Um tronco fóssil foi encontrado no início deste mês de maio por um morador em uma fazenda próxima à BR-116, no município de Jaguaribe (CE).
Após ser deixado no Laboratório de ciências biológicas do Instituto Federal de Educação, Ciência e Tecnologia do Estado do Ceará (IFCE), análises iniciais indicaram que se tratava de uma conífera, grupo de plantas que inclui pinheiros e araucárias, comuns durante a era dos dinossauros.
O material fóssil segue analisado por pesquisadores, que investigam a possível espécie e idade do vegetal.

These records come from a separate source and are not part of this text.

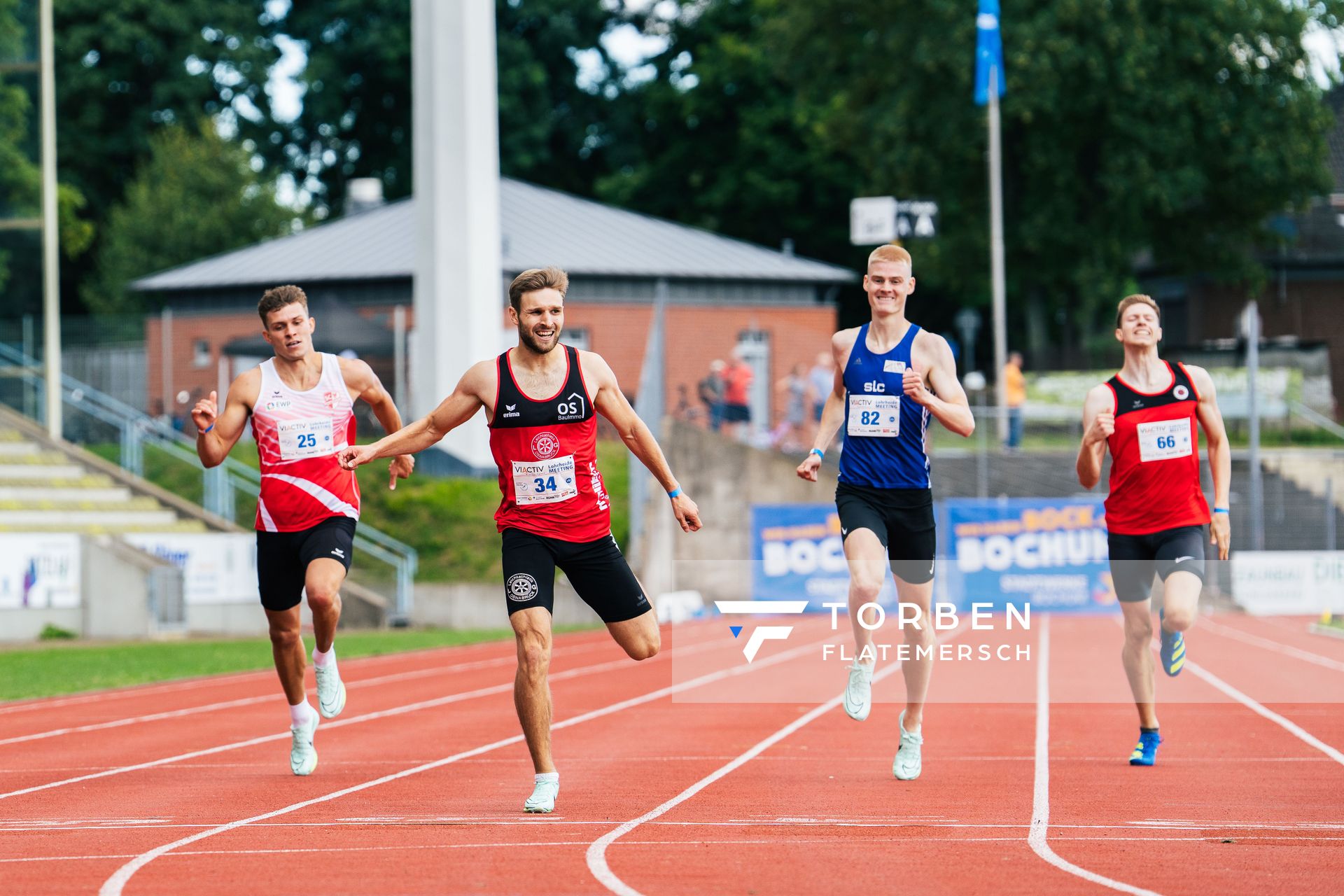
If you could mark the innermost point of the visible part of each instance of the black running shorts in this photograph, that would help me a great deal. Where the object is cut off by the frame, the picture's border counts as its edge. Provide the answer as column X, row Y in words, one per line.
column 597, row 570
column 283, row 558
column 902, row 519
column 1135, row 558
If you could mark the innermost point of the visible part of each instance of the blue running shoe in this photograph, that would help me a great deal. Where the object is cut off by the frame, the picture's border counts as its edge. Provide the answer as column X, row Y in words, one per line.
column 1174, row 649
column 1145, row 751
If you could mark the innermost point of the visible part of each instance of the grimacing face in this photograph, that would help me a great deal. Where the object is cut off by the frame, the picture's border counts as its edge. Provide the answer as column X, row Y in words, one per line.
column 1139, row 326
column 889, row 284
column 289, row 331
column 539, row 318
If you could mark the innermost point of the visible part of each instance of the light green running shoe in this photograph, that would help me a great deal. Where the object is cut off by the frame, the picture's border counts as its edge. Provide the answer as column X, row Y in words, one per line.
column 907, row 763
column 858, row 691
column 543, row 797
column 331, row 691
column 302, row 755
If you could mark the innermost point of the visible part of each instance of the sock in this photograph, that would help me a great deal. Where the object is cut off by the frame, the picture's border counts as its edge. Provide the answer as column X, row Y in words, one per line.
column 300, row 713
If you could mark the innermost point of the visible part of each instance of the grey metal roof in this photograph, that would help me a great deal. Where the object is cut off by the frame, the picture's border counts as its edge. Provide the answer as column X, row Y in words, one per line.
column 540, row 227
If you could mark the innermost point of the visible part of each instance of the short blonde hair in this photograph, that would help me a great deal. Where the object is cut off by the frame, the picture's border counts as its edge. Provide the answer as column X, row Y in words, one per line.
column 537, row 279
column 890, row 254
column 1138, row 298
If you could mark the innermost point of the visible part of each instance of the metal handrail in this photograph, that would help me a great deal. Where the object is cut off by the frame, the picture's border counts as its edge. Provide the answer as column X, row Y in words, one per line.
column 218, row 482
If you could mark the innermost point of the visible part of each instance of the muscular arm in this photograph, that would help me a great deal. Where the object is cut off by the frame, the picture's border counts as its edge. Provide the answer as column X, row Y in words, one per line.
column 214, row 447
column 948, row 400
column 612, row 403
column 1219, row 454
column 1098, row 424
column 362, row 381
column 454, row 412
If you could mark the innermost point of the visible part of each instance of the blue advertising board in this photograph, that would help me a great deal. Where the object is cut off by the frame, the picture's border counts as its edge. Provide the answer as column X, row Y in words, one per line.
column 1049, row 552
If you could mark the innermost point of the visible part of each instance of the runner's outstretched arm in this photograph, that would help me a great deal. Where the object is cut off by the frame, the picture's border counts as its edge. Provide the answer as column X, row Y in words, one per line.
column 610, row 402
column 360, row 377
column 948, row 400
column 1098, row 424
column 1219, row 457
column 218, row 433
column 452, row 413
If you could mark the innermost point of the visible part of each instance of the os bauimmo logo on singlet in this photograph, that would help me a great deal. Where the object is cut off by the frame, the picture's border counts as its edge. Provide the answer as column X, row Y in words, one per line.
column 546, row 445
column 571, row 409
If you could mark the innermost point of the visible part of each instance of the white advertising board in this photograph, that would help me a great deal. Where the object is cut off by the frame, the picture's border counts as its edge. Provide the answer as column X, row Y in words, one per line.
column 39, row 571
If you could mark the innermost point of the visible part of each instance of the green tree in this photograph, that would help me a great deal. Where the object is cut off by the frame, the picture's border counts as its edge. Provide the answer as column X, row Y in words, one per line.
column 125, row 69
column 195, row 195
column 1130, row 128
column 356, row 115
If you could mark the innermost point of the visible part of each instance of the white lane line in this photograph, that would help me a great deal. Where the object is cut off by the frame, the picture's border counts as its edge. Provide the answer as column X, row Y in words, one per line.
column 596, row 855
column 1041, row 793
column 1288, row 650
column 1259, row 708
column 340, row 723
column 115, row 884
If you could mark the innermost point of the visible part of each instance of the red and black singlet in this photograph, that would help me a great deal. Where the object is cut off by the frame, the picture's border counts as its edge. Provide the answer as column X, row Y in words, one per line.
column 546, row 450
column 1155, row 458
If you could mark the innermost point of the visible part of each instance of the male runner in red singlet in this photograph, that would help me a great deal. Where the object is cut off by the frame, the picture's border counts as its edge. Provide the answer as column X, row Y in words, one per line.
column 555, row 514
column 1155, row 512
column 302, row 407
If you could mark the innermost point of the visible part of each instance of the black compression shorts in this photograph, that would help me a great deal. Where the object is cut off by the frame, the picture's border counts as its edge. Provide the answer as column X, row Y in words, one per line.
column 597, row 570
column 902, row 519
column 283, row 558
column 1135, row 558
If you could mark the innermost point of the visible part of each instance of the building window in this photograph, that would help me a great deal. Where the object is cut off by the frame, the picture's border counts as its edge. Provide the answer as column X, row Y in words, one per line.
column 578, row 337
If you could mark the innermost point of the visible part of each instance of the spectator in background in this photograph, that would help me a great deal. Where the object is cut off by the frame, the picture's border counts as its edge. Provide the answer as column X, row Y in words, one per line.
column 822, row 382
column 1015, row 397
column 737, row 388
column 793, row 390
column 711, row 394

Segundo o professor do curso de Ciências Biológicas do IFCE Felipe Monteiro, o tronco foi deixado no laboratório para análise, mas a equipe não acompanhou o momento da coleta.
Apesar de visitas ao local, não foi possível identificar a camada geológica original de onde o tronco se desprendeu, levantando a hipótese de que ele tenha sido transportado por correntes de água até o ponto onde foi localizado.
Em parceria com pesquisadores da Universidade Regional do Cariri (Urca), foram realizadas análises microscópicas por meio da confecção de lâminas do material, que revelaram sua possível data de origem. Essa identificação reforça a hipótese de que o fóssil esteja associado a um depósito daquele período geológico.
"Ainda não há registros confirmados desse tipo de depósito na área específica onde o tronco foi encontrado. Estamos procurando e com isso soubemos de novas ocorrências de troncos semelhantes em Morada Nova, Icó e outro municípios do Vale do Jaguaribe", afirma Felipe.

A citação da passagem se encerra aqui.